Re: [RFC PATCH v2 0/9] RDMA/rxe: Add RDMA FLUSH operation

[Date Prev][Date Next][Thread Prev][Thread Next][Date Index][Thread Index]

 



On Tue, Jan 25, 2022 at 4:45 PM Li Zhijian <lizhijian@xxxxxxxxxxxxxx> wrote:
>
> Hey folks,
>
> I wanna thank all of you for the kind feedback in my previous RFC.
> Recently, i have tried my best to do some updates as per your comments.
> Indeed, not all comments have been addressed for some reasons, i still
> wish to post this new one to start a new discussion.
>
> Outstanding issues:
> - iova_to_addr() without any kmap/kmap_local_page flows might not always
>   work. # existing issue.
> - responder should reply error to requested side when it requests a
>   persistence placement type to DRAM ?
> -------
>
> These patches are going to implement a *NEW* RDMA opcode "RDMA FLUSH".
> In IB SPEC 1.5[1][2], 2 new opcodes, ATOMIC WRITE and RDMA FLUSH were
> added in the MEMORY PLACEMENT EXTENSIONS section.
>
> FLUSH is used by the requesting node to achieve guarantees on the data
> placement within the memory subsystem of preceding accesses to a
> single memory region, such as those performed by RDMA WRITE, Atomics
> and ATOMIC WRITE requests.
>
> The operation indicates the virtual address space of a destination node
> and where the guarantees should apply.
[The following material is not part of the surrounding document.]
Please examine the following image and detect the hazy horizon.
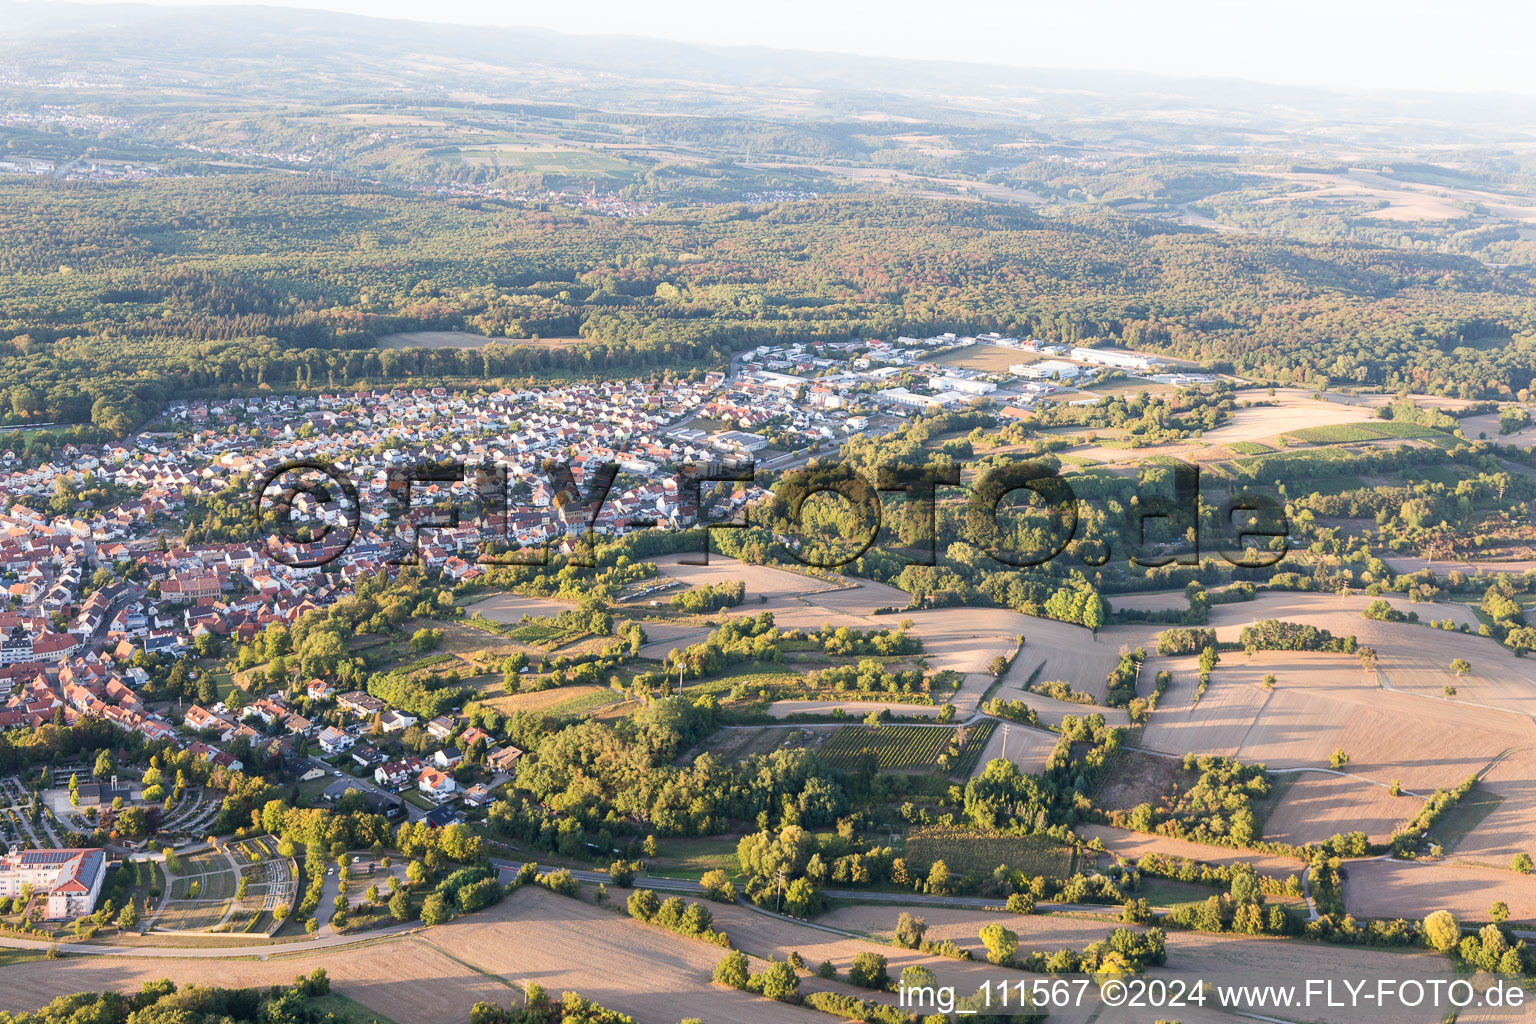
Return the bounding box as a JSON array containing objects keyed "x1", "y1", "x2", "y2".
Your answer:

This range must be contiguous
> in the virtual space of the memory key but it is not necessarily a
> contiguous range of physical memory.
>
> FLUSH packets carry FLUSH extended transport header (see below) to
> specify the placement type and the selectivity level of the operation
> and RDMA extended header (RETH, see base document RETH definition) to
> specify the R_Key VA and Length associated with this request following
> the BTH in RC, RDETH in RD and XRCETH in XRC.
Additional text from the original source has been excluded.